‘Of course I do, Uncle Courtenay,’ said Kate, looking full at him. ‘You may say I have no right to interfere, but I have always known that Langton was to be mine, and I have always taken an interest in—everybody. Why, it was my duty. What else could I do?’

‘I should prefer that you did almost anything else,’ said Mr. Courtenay, hastily; and then he stopped short, feeling that it was incautious to betray his reasons, or suggest to the lively imagination of this perverse young woman that there was danger in Bertie Hardwick and his talk. ‘The danger’s self were lure alone,’ he said to himself, and plunged, in his dismay, into another subject. ‘Do you remember what I said to you last night about your Aunt Anderson?’ he said. ‘Shouldn’t you like to go and see her, Kate? She has a daughter of your own age, an only child. They have been abroad all their lives, and, I daresay, speak a dozen languages—that sort of people generally do. I think it would be a right thing to visit her——’

‘If it would be a right thing to visit her, Uncle Courtenay, it would be still righter to ask her to come here.’

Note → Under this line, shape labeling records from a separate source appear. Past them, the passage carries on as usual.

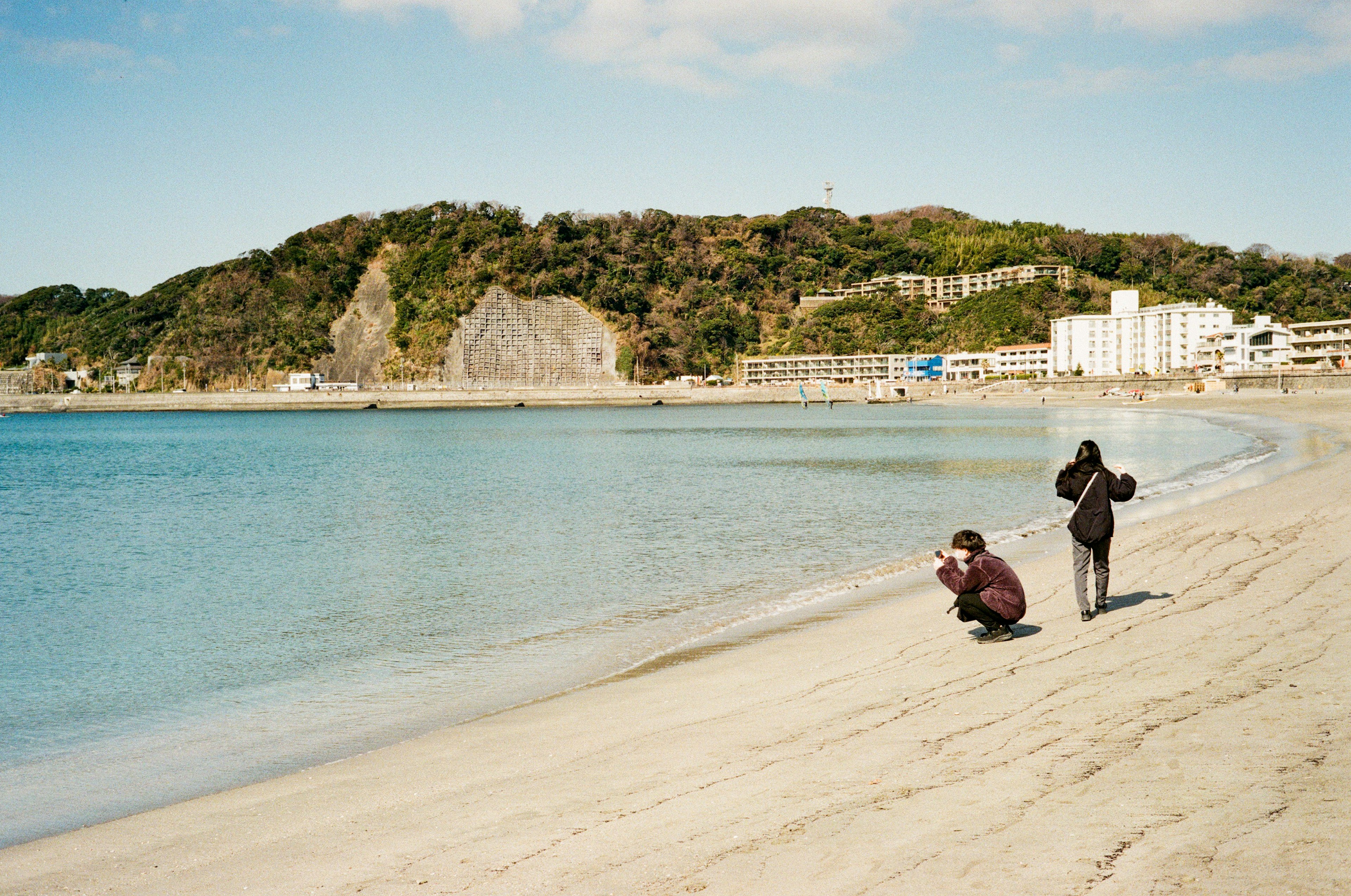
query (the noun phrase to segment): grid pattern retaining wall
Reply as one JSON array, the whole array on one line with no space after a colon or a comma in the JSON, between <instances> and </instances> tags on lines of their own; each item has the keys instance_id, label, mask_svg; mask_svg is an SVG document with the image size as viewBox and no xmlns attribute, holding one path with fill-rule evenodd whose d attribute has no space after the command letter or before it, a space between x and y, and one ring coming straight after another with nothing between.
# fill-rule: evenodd
<instances>
[{"instance_id":1,"label":"grid pattern retaining wall","mask_svg":"<svg viewBox=\"0 0 1351 896\"><path fill-rule=\"evenodd\" d=\"M604 377L604 324L570 299L519 299L493 287L461 326L466 385L589 385Z\"/></svg>"}]
</instances>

‘But that I forbid, my dear,’ said the old man.

Then there was a pause. Kate was greatly tempted to lose her temper, but, on the whole, experience taught her that losing one’s temper seldom does much good, and she restrained herself. She tried a different mode of attack.

‘Uncle Courtenay,’ she said, pathetically, ‘is it because you don’t want any one to love me that nobody is ever allowed to stay here?’

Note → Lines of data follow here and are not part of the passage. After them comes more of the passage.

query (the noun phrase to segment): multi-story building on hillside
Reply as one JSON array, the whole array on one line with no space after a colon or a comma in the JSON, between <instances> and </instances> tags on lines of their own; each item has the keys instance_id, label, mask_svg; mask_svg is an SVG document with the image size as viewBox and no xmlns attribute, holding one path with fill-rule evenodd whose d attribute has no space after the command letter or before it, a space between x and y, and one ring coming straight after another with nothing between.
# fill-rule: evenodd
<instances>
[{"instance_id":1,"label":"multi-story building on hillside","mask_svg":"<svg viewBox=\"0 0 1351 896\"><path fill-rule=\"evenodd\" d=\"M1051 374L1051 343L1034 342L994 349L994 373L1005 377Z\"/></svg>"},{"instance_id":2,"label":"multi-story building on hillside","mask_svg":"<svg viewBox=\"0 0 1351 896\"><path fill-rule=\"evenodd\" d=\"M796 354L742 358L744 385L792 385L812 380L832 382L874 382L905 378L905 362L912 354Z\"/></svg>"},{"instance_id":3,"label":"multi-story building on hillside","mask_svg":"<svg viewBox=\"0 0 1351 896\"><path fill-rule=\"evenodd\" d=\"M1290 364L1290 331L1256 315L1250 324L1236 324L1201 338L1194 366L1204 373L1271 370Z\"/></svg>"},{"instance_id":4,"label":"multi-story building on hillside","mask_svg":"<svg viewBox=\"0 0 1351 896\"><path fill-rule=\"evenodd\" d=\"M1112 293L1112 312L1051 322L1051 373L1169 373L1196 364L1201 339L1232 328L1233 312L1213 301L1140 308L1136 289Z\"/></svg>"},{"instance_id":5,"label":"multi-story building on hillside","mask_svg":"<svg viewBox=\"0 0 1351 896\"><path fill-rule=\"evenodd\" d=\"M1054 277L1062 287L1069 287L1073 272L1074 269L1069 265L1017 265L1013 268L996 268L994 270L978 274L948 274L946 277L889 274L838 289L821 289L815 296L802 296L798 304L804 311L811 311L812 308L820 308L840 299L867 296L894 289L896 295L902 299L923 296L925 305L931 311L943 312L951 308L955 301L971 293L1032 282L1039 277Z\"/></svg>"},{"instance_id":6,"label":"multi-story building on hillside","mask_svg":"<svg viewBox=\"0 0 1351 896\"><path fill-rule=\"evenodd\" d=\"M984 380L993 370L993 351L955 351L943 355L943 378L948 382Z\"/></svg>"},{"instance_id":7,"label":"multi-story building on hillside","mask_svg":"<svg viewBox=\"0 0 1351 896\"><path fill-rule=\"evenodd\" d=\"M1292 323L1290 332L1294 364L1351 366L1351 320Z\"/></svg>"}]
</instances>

‘When you are older, Kate, you will see what I mean,’ said Mr. Courtenay. ‘I don’t wish you to enter the world with any yoke on your neck. I mean you to be free. You will thank me afterwards, when you see how you have been saved from a tribe of locusts—from a household of dependents——’

Kate stopped and gazed at him with a curious, semi-comprehension. She put her head a little on one side, and looked up to him with her bright eyes. ‘Dependents!’ she said—‘dependents, uncle! Miss Blank tells me I have a great number of dependents, but I am sure they don’t care for me.’

‘They never do,’ said Mr. Courtenay—this was, he thought, the one grand experience which he had won from life.